Before administering a teacher made test, test items have to be reviewed. Once the review is completed, these items have to be assembled into a test. The following guidelines should be observed in assembling a test (Airisian, 1994; Jacobsen et al, 1993): 1. Similar items should be grouped together. For example, multiple choice items should be together and separated from true false items. 2. Arrange test items logically. Test items have to be arranged from the easiest to the most difficult. 3. Selection items should be placed at the start of the test and supply items at the end. 4.
5.

Short answer items should be placed before essay items. Specify directions that students have to follow in responding to each set of grouped items.

6.

Avoid cramming items too close to each other. Leave enough space for the students to write their answers.

7.

Avoid splitting multiple choice or matching items across two different pages.

8.

Number test items consecutively.

Administering the Test


Test administration is concerned with the physical and psychological setting in which students take the test, for the students to do their best (Airisian, 1994). Some guidelines that teachers should observe in administering a test are discussed below.

Provide a quite and comfortable setting. This is essential as interruptions can affect students concentration and their performance in the test.

Anticipate questions that students may ask. This is also necessary as students questions can interrupt test taking. In order to avoid questions, teachers have to proofread their test question before administering it to the class.

Set proper atmosphere for testing. This means that students have to know in advance that they will be given a test. In effect, such information can lead them to prepare for the test and reduce test anxiety.

Discourage cheating. Students cheat for a variety of reasons. Some of these are pressures from parents and teachers, as well as intensive competition in the classroom. To prevent and discourage cheating Airisian (1994)

recommends the following strategies: strategies before testing; and strategies during testing.

Strategies before Testing


Teach well. Give students sufficient time to prepare for the test. Acquaint the students with the nature of the test and its coverage.
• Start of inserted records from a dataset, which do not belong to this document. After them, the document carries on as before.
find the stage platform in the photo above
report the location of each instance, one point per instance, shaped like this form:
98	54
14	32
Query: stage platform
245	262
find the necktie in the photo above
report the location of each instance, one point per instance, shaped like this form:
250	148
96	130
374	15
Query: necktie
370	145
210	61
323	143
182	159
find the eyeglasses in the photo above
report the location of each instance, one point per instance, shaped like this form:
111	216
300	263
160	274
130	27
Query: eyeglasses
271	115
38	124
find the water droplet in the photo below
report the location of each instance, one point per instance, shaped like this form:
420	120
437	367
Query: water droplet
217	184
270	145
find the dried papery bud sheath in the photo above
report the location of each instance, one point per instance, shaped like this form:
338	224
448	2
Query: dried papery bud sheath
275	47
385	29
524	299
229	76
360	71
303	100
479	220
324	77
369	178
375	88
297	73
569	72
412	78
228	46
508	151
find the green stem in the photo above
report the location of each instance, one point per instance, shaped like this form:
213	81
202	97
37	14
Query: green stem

Define to the students what is meant by cheating. Explain the discipline to be imposed when caught cheating

Strategies during Testing

Require students to remove unnecessary materials from their desks. Have students sit in alternating seats. Go around the testing room and observe students during testing. Prohibit the borrowing of materials like pen and eraser. Prepare alternate forms of the test. Implement established cheating rules. Help students keep track of time.

Scoring Test
After the administration of a test, the teacher needs to check the students test papers in order to summarize their performance on the test. The difficulty of checking a test differs with the kind of test items used. Selection items are the easiest to scores, followed by short answer response and completion items. The most difficult to score, however is the essay item. Scoring Objective Tests. The following guidelines have to be considered by a teacher in scoring an objective test: Key to correction has to be prepared in advance for use in scoring the test paper.

Apply the same rules to all students in checking students responses to the test questions. Score each part of the test to have a clear picture of how students fared in order to determine areas they failed to master. Sum up the scores for grading purposes.

Conducting Post test Review


After scoring a test and recording results, teachers have to provide students information on their performance. This can be done by writing comments on the test paper to indicate ho students fared in the test. Answers to the items have to be reviewed in class for the students to know where they committed mistakes. In so doing, students will become aware of the right answer and how the test was scored and graded.